Verhaal

Hoofdstuk 1.

Het was akelig stil in de kantine van de school. Rillingen liepen over mijn rug en kippenvel ontstond op mijn armen.
‘Is er iets, Lilly?’ Geschrokken keek ik op, ik staarde recht in de ogen van Carmen. Ze had fel groene ogen en donkerbruin haar.
‘Nee,’ ik wuifde haar woorden weg en glimlachte.
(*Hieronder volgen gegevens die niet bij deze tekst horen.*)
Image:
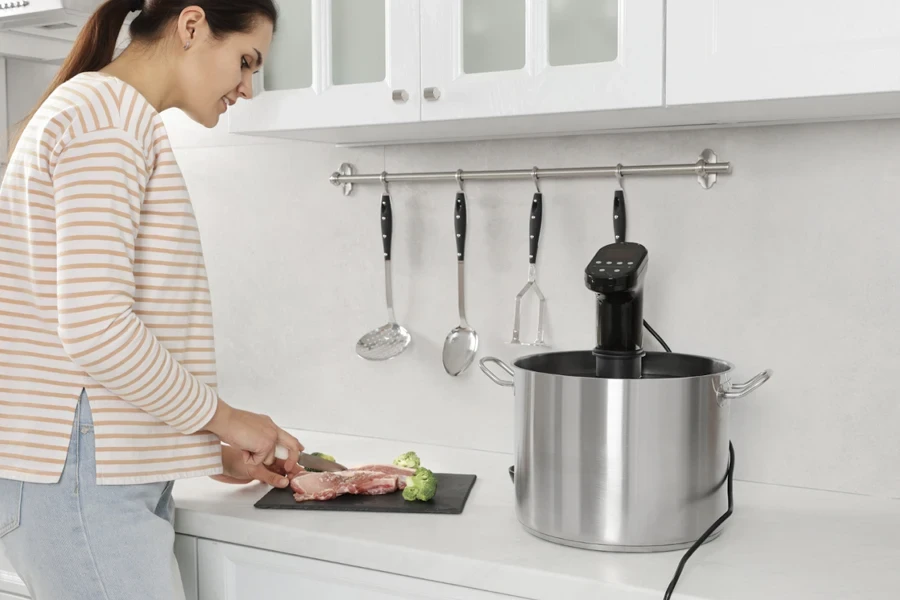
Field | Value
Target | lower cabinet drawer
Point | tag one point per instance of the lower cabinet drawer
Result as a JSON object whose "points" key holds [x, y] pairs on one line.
{"points": [[11, 585], [230, 572]]}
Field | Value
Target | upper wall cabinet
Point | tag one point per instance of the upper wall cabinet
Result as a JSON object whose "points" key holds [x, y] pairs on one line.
{"points": [[394, 71], [336, 63], [733, 51], [507, 58]]}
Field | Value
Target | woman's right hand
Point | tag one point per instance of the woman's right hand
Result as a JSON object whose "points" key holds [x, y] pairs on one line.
{"points": [[254, 434]]}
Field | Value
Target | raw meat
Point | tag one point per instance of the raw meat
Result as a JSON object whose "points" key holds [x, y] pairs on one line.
{"points": [[401, 472], [326, 486]]}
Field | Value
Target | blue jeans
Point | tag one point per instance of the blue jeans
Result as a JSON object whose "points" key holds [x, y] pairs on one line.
{"points": [[76, 540]]}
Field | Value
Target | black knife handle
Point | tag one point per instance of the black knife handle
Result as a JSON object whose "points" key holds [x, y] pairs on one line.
{"points": [[387, 225], [534, 226], [619, 216], [459, 225]]}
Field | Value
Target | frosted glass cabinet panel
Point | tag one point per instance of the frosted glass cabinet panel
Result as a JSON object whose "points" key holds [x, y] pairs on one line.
{"points": [[289, 65], [522, 57], [358, 47], [336, 63], [725, 51], [583, 31], [493, 35]]}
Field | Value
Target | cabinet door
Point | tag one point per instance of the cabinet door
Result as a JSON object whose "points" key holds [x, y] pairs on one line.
{"points": [[727, 51], [336, 63], [10, 582], [523, 57], [229, 572], [186, 553], [4, 117]]}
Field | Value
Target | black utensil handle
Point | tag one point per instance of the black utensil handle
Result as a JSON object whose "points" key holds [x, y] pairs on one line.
{"points": [[387, 225], [459, 225], [534, 226], [619, 216]]}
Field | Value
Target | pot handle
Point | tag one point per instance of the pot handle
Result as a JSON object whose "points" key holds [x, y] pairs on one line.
{"points": [[739, 390], [484, 368]]}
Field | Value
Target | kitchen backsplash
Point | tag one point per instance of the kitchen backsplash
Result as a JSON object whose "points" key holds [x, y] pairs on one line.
{"points": [[789, 263]]}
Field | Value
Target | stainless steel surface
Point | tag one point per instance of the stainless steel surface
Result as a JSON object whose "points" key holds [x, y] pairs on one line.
{"points": [[705, 168], [483, 363], [346, 170], [391, 339], [530, 284], [461, 343], [633, 465], [309, 461], [707, 178]]}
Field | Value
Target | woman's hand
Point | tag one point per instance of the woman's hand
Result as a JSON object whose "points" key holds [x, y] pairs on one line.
{"points": [[254, 434], [236, 470]]}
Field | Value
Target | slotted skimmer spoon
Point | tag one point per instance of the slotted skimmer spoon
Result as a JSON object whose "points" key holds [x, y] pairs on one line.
{"points": [[390, 339], [462, 341], [534, 236]]}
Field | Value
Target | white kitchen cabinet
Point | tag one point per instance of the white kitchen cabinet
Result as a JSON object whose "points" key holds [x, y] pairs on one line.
{"points": [[186, 553], [10, 582], [734, 51], [336, 63], [4, 125], [230, 572], [508, 58]]}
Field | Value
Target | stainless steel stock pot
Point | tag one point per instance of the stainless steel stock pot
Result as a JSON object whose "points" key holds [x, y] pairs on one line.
{"points": [[627, 465]]}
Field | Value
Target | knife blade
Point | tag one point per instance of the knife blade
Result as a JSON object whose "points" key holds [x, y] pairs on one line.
{"points": [[308, 461]]}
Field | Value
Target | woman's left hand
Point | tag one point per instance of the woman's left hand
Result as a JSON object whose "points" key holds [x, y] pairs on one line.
{"points": [[236, 470]]}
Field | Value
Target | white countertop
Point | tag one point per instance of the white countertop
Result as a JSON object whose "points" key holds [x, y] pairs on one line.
{"points": [[780, 542]]}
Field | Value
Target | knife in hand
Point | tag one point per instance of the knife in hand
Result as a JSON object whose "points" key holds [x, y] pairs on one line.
{"points": [[308, 461]]}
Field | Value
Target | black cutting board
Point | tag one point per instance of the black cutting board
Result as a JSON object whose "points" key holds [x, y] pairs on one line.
{"points": [[449, 499]]}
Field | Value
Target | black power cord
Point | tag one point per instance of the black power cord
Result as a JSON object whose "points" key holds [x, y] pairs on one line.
{"points": [[656, 335], [619, 231], [709, 531]]}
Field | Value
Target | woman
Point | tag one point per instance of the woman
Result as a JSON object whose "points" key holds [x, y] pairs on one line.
{"points": [[107, 374]]}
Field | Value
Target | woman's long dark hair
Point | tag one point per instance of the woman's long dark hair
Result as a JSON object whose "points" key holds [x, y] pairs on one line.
{"points": [[96, 43]]}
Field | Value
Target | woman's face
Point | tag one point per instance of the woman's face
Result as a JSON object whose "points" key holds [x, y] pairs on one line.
{"points": [[215, 73]]}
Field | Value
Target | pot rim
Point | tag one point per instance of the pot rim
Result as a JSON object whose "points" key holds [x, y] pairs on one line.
{"points": [[729, 366]]}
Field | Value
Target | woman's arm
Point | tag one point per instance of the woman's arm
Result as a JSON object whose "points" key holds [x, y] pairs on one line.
{"points": [[99, 181]]}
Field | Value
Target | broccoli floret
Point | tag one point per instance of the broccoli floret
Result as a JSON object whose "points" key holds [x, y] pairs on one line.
{"points": [[320, 455], [409, 460], [421, 486]]}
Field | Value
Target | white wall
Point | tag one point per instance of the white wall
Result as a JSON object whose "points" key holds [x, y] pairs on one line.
{"points": [[26, 81], [789, 263]]}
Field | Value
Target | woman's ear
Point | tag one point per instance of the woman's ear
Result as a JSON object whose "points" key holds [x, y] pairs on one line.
{"points": [[192, 26]]}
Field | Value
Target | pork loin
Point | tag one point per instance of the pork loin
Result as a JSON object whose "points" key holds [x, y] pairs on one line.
{"points": [[326, 486]]}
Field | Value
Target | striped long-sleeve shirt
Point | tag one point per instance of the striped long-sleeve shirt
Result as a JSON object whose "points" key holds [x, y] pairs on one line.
{"points": [[103, 288]]}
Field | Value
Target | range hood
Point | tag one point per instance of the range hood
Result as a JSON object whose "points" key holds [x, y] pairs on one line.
{"points": [[42, 30]]}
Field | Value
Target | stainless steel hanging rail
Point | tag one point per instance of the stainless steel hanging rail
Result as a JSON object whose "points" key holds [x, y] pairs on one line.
{"points": [[706, 169]]}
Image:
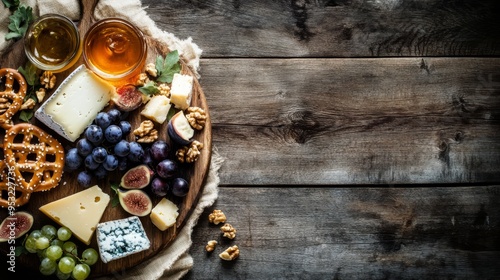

Quinn, die recht voor me zat keek me vragend aan, ergens voelde ik kriebels in mijn buik en ik voelde hoe zijn ogen mij volgden toen ik opstond en weg liep bij de tafel waar we altijd aanzaten.
‘Lill! Lilly, wat is er?’ Ik hoorde hoe Quinn zijn pas versnelde om me in te halen.
‘Hé, wat is er? Je huilt.’ Hij had zijn handen op mijn armen gelegd en streelde er zachtjes overheen, ik had pas door dat ik huilde toen mijn zicht wazig werd.
‘Er is niets, Quinn. Laat me alsjeblieft met rust.’ Hij verstrakte de greep om mijn armen.
‘Nee,’ antwoordde hij vastberaden.
Ik zuchtte en keek op, zijn gezicht stond gespannen, zijn lippen waren één dunne, barse streep.
‘Het spijt me,’zuchtte ik. Quinn liet me los en drukte me vervolgens tegen zijn harde, warme borst.
‘Geeft niets, lieverd. Deze reacties zijn normaal.’ Hij streelde zachtjes over mijn rug, ik voelde de kriebels in mijn buik weer opkomen. Ze maakten me blij, en dat maakte me vooral gek.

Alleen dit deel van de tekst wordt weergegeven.